Metric Infrastructure

Next, I'll briefly go over the metric collection system.
Metric Infra with Node exporter, Prometheus and Grafana
Metric Infra with Node exporter, Prometheus and Grafana
The Prometheus Node exporter collects metrics about the device hardware and kernel. Metrics such as cpu, diskstat, meminfo allow you to see how each resource on the device is being used.
The application uses a client library for each language to aggregate custom metrics and expose them to a specific endpoint (e.g. /metrics ). The figure below is an example of a websocket application measuring the number of live websocket connections as a metric and visualizing it in Grafana.
the number of live websocket connections measured in websocket application
the number of live websocket connections measured in websocket application
The Prometheus server can scrape the metrics observed by the node exporter and application and visualize them by registering the Prometheus datasource in Grafana. When looking for targets to scrape metrics from, you can get help from HTTP Service Discovery provided by Prometheus.

Conclusion

By the end of the project schedule, our team was able to successfully deliver services such as attendance, rankings, posts, and live MMO games to users in the form of a web application, mobile application, admin webpage, and live broadcasting webpage.
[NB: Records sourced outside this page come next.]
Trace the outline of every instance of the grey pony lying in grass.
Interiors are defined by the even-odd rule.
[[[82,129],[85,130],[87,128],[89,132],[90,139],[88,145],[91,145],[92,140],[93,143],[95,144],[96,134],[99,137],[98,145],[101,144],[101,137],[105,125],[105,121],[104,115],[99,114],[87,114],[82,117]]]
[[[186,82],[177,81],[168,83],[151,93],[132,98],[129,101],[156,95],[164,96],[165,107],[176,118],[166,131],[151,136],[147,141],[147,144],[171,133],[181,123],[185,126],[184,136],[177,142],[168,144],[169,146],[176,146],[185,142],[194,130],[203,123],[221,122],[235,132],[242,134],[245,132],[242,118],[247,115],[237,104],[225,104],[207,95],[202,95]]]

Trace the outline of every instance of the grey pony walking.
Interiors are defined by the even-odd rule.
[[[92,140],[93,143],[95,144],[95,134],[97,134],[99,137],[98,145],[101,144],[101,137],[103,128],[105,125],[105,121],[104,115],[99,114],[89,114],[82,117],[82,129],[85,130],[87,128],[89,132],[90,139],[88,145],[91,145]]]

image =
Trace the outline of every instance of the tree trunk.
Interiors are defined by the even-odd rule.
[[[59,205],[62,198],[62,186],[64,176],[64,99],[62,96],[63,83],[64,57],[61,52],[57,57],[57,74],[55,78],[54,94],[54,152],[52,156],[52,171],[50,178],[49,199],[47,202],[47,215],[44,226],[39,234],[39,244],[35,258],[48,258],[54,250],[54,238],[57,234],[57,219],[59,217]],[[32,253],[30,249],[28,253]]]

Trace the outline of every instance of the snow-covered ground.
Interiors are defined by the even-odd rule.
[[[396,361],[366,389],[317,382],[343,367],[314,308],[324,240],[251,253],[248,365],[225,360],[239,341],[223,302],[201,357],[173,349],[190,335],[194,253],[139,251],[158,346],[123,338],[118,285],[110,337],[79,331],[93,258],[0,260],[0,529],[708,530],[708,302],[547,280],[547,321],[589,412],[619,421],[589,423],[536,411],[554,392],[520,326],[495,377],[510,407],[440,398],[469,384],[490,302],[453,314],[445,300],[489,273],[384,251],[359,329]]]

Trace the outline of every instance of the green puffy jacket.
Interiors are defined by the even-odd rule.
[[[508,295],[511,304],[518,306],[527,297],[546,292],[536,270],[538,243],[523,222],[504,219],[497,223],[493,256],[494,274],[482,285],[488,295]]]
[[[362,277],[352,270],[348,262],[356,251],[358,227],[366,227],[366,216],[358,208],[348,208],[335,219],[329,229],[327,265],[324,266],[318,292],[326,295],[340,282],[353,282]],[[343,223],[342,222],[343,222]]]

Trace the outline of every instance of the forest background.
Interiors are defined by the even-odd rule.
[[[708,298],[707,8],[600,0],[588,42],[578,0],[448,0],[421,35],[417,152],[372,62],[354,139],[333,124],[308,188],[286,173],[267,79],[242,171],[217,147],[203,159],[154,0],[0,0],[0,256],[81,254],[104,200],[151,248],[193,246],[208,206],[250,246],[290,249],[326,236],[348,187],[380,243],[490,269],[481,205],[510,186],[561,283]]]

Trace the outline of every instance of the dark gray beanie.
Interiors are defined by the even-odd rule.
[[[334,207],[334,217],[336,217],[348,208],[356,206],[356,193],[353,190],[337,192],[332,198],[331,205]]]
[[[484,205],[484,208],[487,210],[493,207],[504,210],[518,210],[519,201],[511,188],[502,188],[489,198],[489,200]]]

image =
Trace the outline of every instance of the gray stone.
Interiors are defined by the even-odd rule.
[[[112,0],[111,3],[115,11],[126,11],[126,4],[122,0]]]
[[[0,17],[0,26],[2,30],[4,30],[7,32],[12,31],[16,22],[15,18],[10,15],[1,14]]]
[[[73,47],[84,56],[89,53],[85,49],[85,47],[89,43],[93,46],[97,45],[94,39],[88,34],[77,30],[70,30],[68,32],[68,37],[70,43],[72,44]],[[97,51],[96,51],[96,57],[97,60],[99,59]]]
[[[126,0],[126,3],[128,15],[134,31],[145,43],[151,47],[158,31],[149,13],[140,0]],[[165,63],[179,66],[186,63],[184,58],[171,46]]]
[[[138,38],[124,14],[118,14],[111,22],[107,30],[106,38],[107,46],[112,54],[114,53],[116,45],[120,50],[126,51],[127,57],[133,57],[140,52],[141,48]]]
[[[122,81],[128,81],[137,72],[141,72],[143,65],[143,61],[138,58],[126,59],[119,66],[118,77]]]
Over 2000 users were able to enjoy the services without any downtime, and their positive feedback was a great achievement for the team.
I wonder if this would have been possible without CI/CD pipelining for reliable code integration and fast deployment, CRUD API and API docs auto-generation tools to maximize development productivity, and code-managed cloud infrastructure and monitoring tools. Of course, it's all about teamwork and having the right people on your side. I hope this post serves as a reference for teams like ours who are just starting out and need to build a service from scratch quickly.